I learned the term “crayonista” recently, and while I do agree that it can get pie-in-the-sky counterproductive, it can also be a useful tool to spark the imagination and win popular support and funding (Burnham’s “make no little plans” comes to mind here).
That said, the Boston Globe just ran a piece on a crayonista MBTA map put together by a Redditor. (The mind shudders and recoils at those particular words strung together. But it’s not as bad as it sounds.) A friend asked for my thoughts, which I offered, and I’ve decided to reproduce them here.
In no particular order:
- While the new Green Line branches do open up currently underserved areas, from what I understand the Central Subway is pretty much at capacity. And that still allows for an astonishing 42 trains per hour! There’s room to run more of the trains through the other end into Somerville (only E trains run to Lechmere; D trains terminate at North Station and B and C trains turn at Government Center), but not to expand to the south/east without cannibalizing existing service on the B/C/D/E branches. But the new F line to Dudley here would service some pretty important locations, which brings me to:
- A proposal I’ve seen and agreed with is that either the C or B branches of the Green Line should be converted to heavy rail. Unlike the Blue Line (a converted streetcar tunnel), the Green Line is standard heavy gauge, so theoretically this wouldn’t require much more than rolling stock. How this would affect existing capability through the Central Subway, though – and/or require additional tunneling through downtown – I don’t know. This has historically been ruled out due to the interaction of heavy rail with at-grade crossings, but the additional capacity might justify it. Though so too would be just upgrading the power subsystems to enable 100% 3-car Green Line trains (or even 4-car). More Green Line through-service between Kenmore, Copley, and Somerville could probably help ease the load and provide a better service. But the ridership levels on the B and C branches justify the additional capacity of heavy rail.
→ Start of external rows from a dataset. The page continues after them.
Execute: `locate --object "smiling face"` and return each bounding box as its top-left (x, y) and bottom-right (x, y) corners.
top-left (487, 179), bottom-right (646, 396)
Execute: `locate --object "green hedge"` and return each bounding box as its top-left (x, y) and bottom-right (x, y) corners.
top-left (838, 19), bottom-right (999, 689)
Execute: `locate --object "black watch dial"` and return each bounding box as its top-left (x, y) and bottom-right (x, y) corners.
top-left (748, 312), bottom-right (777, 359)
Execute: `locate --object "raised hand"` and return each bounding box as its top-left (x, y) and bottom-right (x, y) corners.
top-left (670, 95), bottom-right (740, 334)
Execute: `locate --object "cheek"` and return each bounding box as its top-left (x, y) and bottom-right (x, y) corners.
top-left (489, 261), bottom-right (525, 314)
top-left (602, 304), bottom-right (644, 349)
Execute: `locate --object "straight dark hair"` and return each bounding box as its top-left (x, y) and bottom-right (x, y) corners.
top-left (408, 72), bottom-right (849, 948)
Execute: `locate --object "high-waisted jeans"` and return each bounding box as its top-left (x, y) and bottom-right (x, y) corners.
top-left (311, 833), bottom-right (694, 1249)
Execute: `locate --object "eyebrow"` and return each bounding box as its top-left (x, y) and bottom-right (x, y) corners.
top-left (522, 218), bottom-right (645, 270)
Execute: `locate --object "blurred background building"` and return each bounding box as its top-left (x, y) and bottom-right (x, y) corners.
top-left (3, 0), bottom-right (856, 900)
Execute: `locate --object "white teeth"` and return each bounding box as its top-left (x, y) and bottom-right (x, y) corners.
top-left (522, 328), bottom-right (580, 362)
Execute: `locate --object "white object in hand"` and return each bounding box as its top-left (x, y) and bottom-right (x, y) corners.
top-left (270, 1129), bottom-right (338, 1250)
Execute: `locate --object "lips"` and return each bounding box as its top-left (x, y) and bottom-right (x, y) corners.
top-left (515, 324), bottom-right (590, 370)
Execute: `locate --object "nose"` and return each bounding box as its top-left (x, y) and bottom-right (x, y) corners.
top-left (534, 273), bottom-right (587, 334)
- Extending the Blue Line to Charles/MGH is a given (although what form that takes remains to be seen), and I’d agree that it should extend from there. On the other hand, the Esplanade probably doesn’t get enough steady traffic to justify a heavy rail stop (ironically, something more like Green Line-esque light rail would be more appropriate). Routing and station locations for the Blue Line extension are up for debate, but it’s definitely a good idea in the abstract. Also missing is the northern Blue Line extension to Lynn.
- The Urban Ring, as is mentioned in the article, is definitely something being planned for. On the other hand, the planned version is pretty shitty – it’s watered-down BRT (is there any other kind of BRT?). But instead of this perfect circle, it should probably have a tail leading off somewhere (there is a whole host of operational challenges with running an unbroken circle). I think those stops are, on the whole, reasonably well-sited, though I’d wonder how the Logan stop on the Ring and the Airport Blue Line stop would interact. Connecting Allston and the seaport to the rest of the T is a must and long overdue, though this doesn’t take the newly-planned “Indigo Line” into account.
- The “5” train to Readville, unless actually a separate service from MBTA Commuter Rail, should clearly indicate that it’s using heavy rail (or DMUs) and operating on a dedicated right-of-way. If it has to share tracks with commuter rail, freight trains, and other traffic, I don’t know how it could achieve the frequency necessary to be a rapid transit line and thus be worth of inclusion on this map.
- On a more minor note, splitting the Orange Line at Fairmont would allow the MBTA to double the coverage area – but only at the cost of frequency. E.g., if trains normally are running every six minutes, only every other train will be able to service Readville and Roxbury, respectively, leading to potential 12-minute headways (ideally, we’re talking about 3-minute or less combined headways, or 6 minutes per branch. But if good frequency isn’t planned for, branches are a very bad idea). As a WMATA rider, I’m all too familiar with how terrible these bad headways can be. I think in an ideal world I’d pick one of the two; probably West Roxbury, and just run the whole line to there.
I would love to see the vast majority of this come to fruition. As we’ve recently seen with Chicago, presenting a grand vision for the future can spur discussion and investment and get people on board with a project that might otherwise be mired in minutiae of transformer voltage and bogie gauge and other small details.
The important thing for Boston is to think big.